Roxana Hadadi on the New Western
Posted on July 8, 2018 at 3:14 pm
One of the best essays about film I’ve read this year is Roxana Hadadi’s “Amid the Latest Western Genre Resurgence, ‘Lean on Pete’ and ‘The Rider’ Challenge Cowboy Masculinity in the American West” in Pajiba. She discusses several recent movies, including “Logan,” HBO’s “Westworld,” and “Hell or High Water,” but focuses on “Lean on Pete” and “The Rider.” The Western has always been the quintessential representation of the American spirit of independence, isolation, adventure, arrogance, as well as a way to explore our nation’s deepest conflicts and history of brutality and racism. And, as with most movie stories over the past century, the stories have almost always been about men and from their point of view. Hadadi writes:
The American experience has long been linked to the masculinity of the solitary cowboy, pushing the limits of the frontier. But what happens when there is nowhere left to go?
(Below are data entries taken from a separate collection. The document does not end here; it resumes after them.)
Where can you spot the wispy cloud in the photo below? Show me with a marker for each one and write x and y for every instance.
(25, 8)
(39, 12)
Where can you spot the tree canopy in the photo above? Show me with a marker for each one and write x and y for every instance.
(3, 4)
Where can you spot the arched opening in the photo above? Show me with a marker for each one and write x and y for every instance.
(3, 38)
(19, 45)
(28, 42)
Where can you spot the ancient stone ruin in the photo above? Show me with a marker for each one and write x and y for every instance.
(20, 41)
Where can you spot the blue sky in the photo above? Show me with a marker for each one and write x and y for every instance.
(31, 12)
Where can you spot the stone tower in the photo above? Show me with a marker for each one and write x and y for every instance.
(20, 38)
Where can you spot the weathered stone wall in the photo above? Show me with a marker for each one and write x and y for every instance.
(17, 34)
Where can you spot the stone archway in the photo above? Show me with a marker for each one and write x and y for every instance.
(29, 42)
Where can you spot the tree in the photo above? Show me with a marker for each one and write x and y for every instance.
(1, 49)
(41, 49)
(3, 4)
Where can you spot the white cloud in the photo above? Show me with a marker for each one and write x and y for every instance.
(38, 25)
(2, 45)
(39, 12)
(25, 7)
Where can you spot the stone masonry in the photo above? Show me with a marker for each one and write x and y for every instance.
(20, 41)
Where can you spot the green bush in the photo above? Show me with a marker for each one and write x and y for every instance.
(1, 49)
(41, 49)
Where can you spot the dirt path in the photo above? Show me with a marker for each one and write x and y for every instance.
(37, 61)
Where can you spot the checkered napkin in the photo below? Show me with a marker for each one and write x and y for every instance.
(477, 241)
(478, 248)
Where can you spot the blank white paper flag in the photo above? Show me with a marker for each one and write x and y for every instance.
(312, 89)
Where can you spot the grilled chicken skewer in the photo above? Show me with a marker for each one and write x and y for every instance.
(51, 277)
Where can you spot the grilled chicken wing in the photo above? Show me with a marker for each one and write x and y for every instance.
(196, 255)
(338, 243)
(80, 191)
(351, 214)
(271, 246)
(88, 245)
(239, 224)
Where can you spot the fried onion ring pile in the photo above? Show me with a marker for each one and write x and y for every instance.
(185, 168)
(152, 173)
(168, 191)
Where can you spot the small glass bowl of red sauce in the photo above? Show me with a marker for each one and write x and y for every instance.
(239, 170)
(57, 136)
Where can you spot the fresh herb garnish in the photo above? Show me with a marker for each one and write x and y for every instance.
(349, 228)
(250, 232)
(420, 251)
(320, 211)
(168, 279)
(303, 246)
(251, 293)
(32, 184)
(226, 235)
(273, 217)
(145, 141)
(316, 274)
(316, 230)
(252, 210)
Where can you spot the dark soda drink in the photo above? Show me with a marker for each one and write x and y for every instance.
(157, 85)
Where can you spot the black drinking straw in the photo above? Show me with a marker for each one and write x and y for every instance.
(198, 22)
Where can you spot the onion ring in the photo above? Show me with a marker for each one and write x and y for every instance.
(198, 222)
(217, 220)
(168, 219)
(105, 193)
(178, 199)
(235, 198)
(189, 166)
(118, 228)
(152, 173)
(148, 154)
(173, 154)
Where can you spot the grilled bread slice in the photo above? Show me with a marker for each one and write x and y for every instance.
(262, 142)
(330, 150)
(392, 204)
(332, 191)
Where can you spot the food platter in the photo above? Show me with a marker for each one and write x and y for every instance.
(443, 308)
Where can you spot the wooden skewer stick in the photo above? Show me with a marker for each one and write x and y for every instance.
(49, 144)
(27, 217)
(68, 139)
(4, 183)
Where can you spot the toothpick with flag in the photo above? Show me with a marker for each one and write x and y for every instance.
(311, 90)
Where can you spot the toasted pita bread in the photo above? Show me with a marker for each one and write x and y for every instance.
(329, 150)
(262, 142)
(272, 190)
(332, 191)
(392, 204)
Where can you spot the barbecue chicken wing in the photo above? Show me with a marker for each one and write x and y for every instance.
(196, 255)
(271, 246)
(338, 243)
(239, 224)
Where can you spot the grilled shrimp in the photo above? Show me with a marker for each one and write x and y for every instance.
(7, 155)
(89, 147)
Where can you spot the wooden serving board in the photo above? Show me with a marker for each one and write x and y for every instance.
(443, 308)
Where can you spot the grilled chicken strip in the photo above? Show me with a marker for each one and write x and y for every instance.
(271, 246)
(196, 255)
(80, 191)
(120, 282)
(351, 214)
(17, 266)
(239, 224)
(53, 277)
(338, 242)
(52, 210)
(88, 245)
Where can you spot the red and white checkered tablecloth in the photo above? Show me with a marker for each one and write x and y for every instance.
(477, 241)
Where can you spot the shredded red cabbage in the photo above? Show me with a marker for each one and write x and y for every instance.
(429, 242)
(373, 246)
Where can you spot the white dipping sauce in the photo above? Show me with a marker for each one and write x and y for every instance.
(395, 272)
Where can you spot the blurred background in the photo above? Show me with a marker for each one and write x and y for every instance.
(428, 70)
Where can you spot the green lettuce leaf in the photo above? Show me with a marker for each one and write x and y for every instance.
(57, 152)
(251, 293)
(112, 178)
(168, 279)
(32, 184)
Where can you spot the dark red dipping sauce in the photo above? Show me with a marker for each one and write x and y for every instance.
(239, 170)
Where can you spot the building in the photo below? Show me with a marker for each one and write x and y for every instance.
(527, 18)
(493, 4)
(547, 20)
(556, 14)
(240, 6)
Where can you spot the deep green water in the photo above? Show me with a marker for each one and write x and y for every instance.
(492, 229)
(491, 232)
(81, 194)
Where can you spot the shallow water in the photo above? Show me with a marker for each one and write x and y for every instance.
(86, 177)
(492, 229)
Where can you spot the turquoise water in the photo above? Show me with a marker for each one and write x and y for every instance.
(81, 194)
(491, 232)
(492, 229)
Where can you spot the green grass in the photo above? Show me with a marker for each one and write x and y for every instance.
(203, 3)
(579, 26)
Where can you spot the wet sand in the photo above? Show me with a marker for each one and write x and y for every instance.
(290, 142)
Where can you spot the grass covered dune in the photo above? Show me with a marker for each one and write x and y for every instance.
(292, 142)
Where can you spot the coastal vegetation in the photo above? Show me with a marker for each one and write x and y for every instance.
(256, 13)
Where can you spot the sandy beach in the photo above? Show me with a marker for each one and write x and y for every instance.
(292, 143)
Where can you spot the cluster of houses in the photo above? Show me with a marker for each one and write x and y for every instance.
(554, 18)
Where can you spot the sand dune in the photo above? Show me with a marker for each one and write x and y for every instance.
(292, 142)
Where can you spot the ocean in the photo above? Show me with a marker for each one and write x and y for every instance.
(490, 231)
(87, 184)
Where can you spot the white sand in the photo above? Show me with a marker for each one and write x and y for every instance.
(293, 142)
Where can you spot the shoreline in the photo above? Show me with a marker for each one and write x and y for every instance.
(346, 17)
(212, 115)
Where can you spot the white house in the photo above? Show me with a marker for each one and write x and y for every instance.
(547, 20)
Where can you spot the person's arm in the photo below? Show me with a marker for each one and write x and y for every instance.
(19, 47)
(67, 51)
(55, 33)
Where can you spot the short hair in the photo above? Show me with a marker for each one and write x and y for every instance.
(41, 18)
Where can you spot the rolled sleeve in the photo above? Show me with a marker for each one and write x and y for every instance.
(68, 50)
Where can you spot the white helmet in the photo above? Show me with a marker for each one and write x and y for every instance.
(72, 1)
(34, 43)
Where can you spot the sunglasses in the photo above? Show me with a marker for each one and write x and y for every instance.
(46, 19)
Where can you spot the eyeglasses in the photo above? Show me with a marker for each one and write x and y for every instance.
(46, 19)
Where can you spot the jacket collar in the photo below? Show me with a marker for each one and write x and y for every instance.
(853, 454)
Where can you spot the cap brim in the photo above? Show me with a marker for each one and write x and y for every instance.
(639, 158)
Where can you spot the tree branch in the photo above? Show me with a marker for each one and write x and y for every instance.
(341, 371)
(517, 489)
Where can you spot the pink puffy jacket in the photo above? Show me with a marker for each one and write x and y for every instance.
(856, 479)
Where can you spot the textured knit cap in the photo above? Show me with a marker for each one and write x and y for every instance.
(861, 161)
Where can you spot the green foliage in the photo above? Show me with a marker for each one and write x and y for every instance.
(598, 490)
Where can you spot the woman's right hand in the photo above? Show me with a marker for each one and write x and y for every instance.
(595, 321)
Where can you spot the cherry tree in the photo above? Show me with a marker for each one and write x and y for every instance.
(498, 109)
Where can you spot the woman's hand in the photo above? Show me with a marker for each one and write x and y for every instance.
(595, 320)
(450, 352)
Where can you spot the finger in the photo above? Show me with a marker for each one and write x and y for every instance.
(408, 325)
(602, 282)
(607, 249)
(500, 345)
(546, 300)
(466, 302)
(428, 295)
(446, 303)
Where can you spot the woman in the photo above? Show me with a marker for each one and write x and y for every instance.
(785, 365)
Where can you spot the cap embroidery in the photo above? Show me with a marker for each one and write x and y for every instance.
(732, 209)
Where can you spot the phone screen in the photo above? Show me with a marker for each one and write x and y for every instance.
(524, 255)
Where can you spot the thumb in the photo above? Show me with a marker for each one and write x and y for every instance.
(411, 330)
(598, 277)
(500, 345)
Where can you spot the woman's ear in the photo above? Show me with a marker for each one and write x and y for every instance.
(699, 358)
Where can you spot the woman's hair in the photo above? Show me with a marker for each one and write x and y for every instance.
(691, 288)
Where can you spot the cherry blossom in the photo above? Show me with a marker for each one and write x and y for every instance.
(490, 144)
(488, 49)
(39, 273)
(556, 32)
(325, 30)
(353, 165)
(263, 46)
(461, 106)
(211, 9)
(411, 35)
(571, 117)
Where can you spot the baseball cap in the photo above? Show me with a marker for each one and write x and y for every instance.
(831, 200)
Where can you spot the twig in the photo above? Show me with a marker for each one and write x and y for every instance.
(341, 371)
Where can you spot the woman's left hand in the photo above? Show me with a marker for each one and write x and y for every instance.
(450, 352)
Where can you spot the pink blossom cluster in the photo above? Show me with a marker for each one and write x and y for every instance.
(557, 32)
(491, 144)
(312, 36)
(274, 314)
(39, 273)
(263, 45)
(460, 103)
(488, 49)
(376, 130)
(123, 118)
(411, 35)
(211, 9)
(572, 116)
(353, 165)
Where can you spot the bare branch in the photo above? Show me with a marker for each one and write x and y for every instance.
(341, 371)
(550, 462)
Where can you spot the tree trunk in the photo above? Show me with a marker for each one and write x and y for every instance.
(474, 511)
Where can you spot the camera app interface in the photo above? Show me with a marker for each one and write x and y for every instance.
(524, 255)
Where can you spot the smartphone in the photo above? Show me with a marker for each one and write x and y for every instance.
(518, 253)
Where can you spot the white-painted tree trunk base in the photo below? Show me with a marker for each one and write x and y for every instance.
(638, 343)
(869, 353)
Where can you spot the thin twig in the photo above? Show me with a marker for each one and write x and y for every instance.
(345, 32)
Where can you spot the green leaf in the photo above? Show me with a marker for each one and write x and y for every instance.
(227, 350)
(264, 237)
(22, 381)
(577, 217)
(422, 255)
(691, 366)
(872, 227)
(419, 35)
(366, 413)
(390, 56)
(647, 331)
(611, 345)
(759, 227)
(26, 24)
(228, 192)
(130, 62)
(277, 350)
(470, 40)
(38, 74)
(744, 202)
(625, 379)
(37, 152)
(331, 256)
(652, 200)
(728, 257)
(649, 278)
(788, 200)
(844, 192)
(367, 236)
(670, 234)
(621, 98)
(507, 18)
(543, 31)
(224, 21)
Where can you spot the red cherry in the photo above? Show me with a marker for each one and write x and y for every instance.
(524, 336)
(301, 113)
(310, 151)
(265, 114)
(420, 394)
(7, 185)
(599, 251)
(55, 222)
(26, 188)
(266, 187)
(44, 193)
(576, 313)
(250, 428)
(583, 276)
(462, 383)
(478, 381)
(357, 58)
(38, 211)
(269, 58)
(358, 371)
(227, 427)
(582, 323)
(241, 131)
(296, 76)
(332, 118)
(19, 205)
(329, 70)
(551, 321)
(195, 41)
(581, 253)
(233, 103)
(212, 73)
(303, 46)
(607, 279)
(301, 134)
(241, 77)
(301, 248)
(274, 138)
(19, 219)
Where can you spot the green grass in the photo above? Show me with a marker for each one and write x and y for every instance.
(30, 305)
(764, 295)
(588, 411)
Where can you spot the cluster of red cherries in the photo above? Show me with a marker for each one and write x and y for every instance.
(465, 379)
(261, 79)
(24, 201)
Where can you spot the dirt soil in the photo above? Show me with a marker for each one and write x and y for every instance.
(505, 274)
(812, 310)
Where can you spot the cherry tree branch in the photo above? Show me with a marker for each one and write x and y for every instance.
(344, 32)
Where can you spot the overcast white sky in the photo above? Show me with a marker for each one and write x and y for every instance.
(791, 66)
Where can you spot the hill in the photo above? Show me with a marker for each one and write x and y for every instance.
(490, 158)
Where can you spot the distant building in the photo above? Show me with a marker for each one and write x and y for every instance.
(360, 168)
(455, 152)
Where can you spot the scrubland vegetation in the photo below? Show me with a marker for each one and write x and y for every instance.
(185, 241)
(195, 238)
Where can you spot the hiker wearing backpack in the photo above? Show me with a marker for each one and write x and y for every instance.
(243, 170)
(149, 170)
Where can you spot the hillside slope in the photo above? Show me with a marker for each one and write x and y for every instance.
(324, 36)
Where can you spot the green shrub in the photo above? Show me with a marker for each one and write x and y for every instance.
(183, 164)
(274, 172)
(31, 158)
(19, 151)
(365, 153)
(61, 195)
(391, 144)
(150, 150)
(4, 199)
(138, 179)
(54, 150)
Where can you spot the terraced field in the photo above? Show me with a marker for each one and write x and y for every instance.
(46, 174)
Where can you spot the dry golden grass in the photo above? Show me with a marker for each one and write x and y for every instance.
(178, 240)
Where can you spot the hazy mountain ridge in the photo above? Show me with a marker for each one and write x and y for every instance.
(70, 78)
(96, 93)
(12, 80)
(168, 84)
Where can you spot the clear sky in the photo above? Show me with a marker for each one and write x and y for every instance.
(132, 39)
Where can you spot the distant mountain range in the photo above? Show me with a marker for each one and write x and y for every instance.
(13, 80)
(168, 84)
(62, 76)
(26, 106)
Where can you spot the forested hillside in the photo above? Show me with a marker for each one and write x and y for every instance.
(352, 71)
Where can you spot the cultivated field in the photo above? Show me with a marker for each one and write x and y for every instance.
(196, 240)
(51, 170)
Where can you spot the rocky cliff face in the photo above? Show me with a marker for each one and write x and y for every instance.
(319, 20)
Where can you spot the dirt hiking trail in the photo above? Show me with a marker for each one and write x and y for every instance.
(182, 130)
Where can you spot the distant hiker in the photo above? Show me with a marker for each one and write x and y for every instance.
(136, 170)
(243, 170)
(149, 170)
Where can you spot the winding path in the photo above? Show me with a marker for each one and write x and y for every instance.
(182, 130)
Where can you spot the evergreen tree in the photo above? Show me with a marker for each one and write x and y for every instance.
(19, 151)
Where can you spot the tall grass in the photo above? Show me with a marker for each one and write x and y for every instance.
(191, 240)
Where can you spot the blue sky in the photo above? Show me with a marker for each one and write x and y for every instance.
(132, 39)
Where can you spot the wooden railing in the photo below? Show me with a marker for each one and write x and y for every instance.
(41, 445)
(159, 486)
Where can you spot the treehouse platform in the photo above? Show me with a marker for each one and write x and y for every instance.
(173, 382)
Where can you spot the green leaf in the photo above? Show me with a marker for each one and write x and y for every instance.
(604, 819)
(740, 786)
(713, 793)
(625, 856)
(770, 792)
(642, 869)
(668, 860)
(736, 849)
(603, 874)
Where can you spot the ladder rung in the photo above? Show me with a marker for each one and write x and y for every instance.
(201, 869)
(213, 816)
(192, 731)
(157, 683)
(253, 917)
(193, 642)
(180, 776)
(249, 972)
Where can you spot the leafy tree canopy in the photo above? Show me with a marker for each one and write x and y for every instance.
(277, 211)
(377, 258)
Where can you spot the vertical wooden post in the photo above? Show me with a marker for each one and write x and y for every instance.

…Which brings us to Lean on Pete and The Rider, two films that also fit into the Western genre but are less about what the New West represents and more about what it actually is….These are stories about boys on the cusp of being men, each of whom is attempting to navigate selfhood in situations of poverty and desolation, in places where the cowboy code was once enough but isn’t anymore. Where so many Westerns focus on exploring (and romanticizing) the destructive ways that masculinity manifests, Lean on Pete and The Rider are concerned with what happens when those stereotypical markers—violence, sex, and lawlessness—are not only stripped away but are never the right choice at all. If you reject what it is to be a cowboy but you exist in the shadow of that figure, who are you?
You won’t read a better, wiser, or more goregously written essay on film this year.